Max-Max, you state that tte buttons shouldn't contain a pattern because they are to be resized. Can't you use them like a pattern, putting them next to each other instead of stretching them? I don't care too much about the buttons, because a pattern is distracting to the eye when text is involved. But it would be nice to have for scrollbars, which should have a similar 3x3 pattern for scaling. Arrow-buttons next to the scrollbars, too.
If you resize an GUI element in no-pattern-size increments, the pattern will only be half displayed in the end, not aligning up witht he border pieces. Let me illustrate with an example:
The first image is the 3 parts for a button; left middle and right.
In the second image the theme manager has concatenate them into one image and then divide it in a 3x3 grid (well, I have already come up with a better solution. I don't know if it will make it into the next patch although, so we stick to this meanwhile).
Lets assume we increase the width and height one pixel. Because the pattern is repeated every second pixel (2x2 pattern), only half the pattern will be displayed against the edge pieces; picture three.
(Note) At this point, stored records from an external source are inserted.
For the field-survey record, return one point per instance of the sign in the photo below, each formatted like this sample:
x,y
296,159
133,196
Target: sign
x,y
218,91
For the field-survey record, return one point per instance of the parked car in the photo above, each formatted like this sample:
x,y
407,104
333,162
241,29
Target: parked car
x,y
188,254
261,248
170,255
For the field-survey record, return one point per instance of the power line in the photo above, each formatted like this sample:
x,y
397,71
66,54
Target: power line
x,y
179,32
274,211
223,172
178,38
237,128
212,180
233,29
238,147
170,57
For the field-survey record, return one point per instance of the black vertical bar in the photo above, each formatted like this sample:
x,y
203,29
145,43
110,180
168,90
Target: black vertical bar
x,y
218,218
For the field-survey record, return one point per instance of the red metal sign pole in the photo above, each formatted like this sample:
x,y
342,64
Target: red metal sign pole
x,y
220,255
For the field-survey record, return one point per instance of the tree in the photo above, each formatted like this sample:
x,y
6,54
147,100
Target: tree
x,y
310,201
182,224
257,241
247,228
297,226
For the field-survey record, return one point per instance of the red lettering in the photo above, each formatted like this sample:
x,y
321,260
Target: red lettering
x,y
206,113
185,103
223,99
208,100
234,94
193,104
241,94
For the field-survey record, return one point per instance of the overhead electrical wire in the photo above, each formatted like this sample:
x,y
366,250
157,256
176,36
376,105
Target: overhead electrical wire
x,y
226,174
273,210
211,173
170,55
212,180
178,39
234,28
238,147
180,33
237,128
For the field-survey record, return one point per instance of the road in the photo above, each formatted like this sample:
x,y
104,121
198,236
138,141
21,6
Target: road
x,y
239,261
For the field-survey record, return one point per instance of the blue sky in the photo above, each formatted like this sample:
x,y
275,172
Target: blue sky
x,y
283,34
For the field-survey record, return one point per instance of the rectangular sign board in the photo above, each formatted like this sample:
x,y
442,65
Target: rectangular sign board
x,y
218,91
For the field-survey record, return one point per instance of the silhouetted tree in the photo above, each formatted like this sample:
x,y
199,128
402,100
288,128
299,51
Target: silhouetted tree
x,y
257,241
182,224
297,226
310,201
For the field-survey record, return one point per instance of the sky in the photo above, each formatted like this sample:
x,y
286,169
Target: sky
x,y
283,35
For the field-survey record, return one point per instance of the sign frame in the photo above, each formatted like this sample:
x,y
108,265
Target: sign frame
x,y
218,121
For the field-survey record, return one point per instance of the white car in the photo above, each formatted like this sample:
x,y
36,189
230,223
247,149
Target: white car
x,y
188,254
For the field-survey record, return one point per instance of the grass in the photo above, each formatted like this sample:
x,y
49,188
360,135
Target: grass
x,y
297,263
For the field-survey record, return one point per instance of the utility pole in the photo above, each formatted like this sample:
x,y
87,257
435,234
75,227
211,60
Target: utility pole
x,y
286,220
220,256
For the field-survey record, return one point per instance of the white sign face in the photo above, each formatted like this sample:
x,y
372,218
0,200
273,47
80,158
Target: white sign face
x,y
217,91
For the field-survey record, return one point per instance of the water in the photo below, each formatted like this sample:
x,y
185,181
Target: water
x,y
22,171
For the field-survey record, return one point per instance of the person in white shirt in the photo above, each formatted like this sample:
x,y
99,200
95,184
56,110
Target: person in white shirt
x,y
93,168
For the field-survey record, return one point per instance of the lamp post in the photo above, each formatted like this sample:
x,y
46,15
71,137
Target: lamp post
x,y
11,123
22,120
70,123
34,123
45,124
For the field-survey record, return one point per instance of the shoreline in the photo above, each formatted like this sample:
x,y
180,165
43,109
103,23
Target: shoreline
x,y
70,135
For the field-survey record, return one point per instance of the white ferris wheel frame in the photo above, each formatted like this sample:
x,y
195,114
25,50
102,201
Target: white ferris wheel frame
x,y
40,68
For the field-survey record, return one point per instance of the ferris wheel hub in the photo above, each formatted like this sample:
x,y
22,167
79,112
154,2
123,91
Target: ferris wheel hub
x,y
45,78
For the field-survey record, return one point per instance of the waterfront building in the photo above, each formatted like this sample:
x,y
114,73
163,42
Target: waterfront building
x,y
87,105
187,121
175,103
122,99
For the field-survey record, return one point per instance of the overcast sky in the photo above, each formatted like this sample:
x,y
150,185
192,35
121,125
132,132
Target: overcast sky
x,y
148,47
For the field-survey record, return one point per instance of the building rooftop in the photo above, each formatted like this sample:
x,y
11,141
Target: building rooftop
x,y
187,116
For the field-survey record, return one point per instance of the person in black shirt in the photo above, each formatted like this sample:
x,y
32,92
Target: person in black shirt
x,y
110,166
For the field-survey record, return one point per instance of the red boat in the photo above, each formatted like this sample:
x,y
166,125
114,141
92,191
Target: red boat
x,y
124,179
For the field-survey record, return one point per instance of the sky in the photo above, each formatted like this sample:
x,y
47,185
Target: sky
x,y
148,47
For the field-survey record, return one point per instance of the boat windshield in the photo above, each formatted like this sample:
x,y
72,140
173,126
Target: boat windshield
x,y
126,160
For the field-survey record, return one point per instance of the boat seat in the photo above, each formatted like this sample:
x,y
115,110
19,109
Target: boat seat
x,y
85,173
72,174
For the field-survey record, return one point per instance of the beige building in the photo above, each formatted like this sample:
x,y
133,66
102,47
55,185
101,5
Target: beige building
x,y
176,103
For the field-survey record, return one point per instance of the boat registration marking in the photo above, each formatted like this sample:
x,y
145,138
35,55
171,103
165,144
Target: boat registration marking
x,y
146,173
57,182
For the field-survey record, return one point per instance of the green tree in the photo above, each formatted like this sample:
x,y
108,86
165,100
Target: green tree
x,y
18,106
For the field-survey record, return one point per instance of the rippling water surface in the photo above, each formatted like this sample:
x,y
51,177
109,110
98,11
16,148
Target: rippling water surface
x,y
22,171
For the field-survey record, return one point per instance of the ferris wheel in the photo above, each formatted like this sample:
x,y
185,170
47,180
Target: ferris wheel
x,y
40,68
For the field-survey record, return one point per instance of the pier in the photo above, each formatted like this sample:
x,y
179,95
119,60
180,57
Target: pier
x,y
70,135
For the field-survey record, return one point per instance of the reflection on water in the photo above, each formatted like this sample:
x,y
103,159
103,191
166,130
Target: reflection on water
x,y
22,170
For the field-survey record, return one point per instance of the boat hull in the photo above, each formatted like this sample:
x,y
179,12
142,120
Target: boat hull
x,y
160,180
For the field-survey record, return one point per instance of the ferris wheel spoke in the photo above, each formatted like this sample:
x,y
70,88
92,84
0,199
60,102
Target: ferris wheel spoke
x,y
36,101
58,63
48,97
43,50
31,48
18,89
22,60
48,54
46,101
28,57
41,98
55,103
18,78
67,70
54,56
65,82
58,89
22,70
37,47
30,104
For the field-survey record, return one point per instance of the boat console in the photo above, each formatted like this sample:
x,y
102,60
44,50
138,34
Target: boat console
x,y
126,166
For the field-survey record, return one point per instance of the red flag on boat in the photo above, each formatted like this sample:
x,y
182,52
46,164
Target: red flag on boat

To solve this my plan is to let the designer tell Simutrans the pattern size. Simutrans will then snap all scaling in multiples of the pattern size to ensure that full pattern is always displayed. But this will be further down the road, for now it will be misaligned if scaled.
Is it planned to enable graphics in places where no graphics were used before, like titlebar, windowborder,... So that one could create a more rounded, modern look.
O'boy, do I have plans
First of all I need to get the theme structure in place and the first goal is to theme the GUI elements already skinned. My intention is to have virtually everything themed but this also requires a new GUI code structure. This will be the second step (new GUI code). Then we can start to do some serious themes
About Fonts... I looked into the Simutrans Font and it wouldn't be too hard to resize/recreate it at 1.5 or 2x scale. But that's only true for the latin alphabet, at least for me, because with kanji I just don't know what is intended to be round, straight,... Wouldn't the same problem arise with any font if it's pak dependant? While big names like Deja Vu might contain all the signs needed, most just don't. While I'd be eager to design my own bitmap font for Simutrans including multiple sizes and every œ, ý , ç and ê, it would be hard (but possible) to include russian/cyrillic, and impossible to do kanji. How could such a problem be solved?
I haven't looked so much at the font system yet, but as to my knowledge it uses both unicode and ASCII encoding.
If a glyph (an image used to build a character) is missing, Simutrans shows a default glyph in its place. The unicode fonts are capable of displaying virtually any character set. Well, traditional Chinese also used in Taiwan, Hong Kong and Macau use BIG5 encoding but the Kangxi radicals (214 Chinese characters) are reserved in the unicode character map U+2F00-2FDF.
If a font becomes popular any one can add the missing glyphs to the unicode font.
At my former work I wrote a couple of True Type to bitmap font converters. Due to copyrights and ownerships I can't publish them. As a parallel project I'm writing a new converter that will allow you to convert a TTF to bitmap font in one single button push. If and when this tools becomes useful, a localised character set can be taken from another font to create a more complete unicode font to use with Simutrans.
A professional True Type font has separate fonts for different styles; Normal, Bold, Italic etc...
When it comes to Simutrans we use the normal styled font and creates shadowed and outlined styles in the drawing process. I think this work quite well except for the outlined font. Maybe it is enough to adjust the algorithm...
In the discussions we have touched the subject of having two font sizes, one normal and one bigger for headlines etc...
But for now, we stick to what we have.